What types of writing do you do (nonfiction, fiction, essays, etc.)?
I read a lot of fiction, but I am continuously occupied with getting to the bottom of meaning in the things I see around me. Daily life keeps telling me stories, so I keep writing them down.
What is your proudest accomplishment? What is your favorite piece of writing (of yours)? Are they the same?
I’m proud of different things for different reasons. I’m happy with the piece I wrote about Audre Lorde for The New Republic because it gave me the opportunity to learn more about and pay homage to a writer I admire very deeply. I wrote a piece for The Yale Review called “Stereopticon” that pretty nearly touches what I mean about things. “The Purpose of a House,” which was published on the New Yorker website, came out in a rush, demanding a hearing, and that always feels nice because it’s rare. I like all my books, particularly Black is the Body and Carl Van Vechten and the Harlem Renaissance: A Portrait in Black and White—a lot of love went into both of them. But as far as my favorite or best writing? With any luck, that’s all to come.
What is the best piece of writing advice you’ve ever been given?
“You can be a writer who doesn’t write,” Pam Houston once told me. It woke me right up from the illusion that “writer” was a state of being, or some sort of place you arrived at by dint of grace, luck, or that thing called talent. It’s all about the work and commitment to the craft. Nothing else really matters.
Your most recent book, Black is the Body: Stories from My Grandmother’s Time, My Mother’s Time, and Mine, is an extremely personal set of connected essays. Could you tell us a little more about the book, what it was like to write such personal and deep essays, and the influences of your family in your life and writing?

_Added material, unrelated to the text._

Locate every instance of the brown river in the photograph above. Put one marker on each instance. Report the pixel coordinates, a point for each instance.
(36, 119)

I wrote Black is the Body over a series of years, during which time everything else in life happened. The essays punctuated my life, and even the writing of other books, as well as the lulls in between. I didn’t know I was writing a book when I began. Writing essays has always made visceral sense to me. It’s the kind of writing that makes me feel most like myself. When I knew I was writing toward a book, I picked up the pace and filled in some gaps. The shape of the book really came into view as I started on the long road of motherhood. I started thinking a lot about the stories I was passing down to my children, long-cherished tales about ancestors that even I had never met. I started reflecting on the relationship between storytelling and healing, and the role the two have played in my life, as a human being, and in my various social roles (e.g., mother, teacher, writer, sister, spouse, etc.). I thought about the distance between the body and the book, particularly in the lives of Black people. The book is really an extended meditation on those ideas and issues.
Finally, HerStry is dedicated to giving a voice to those whose stories have too often gone unnoticed and unheard. Why do you think it is important to tell your story?
Telling stories is how we know we are alive. As soon as begin to speak, we are already shaping truth and creating meaning through language. When I stop telling stories it will be because I’m dead, and even then, I’ll be like Sula, looking for the perfect person to tell about it.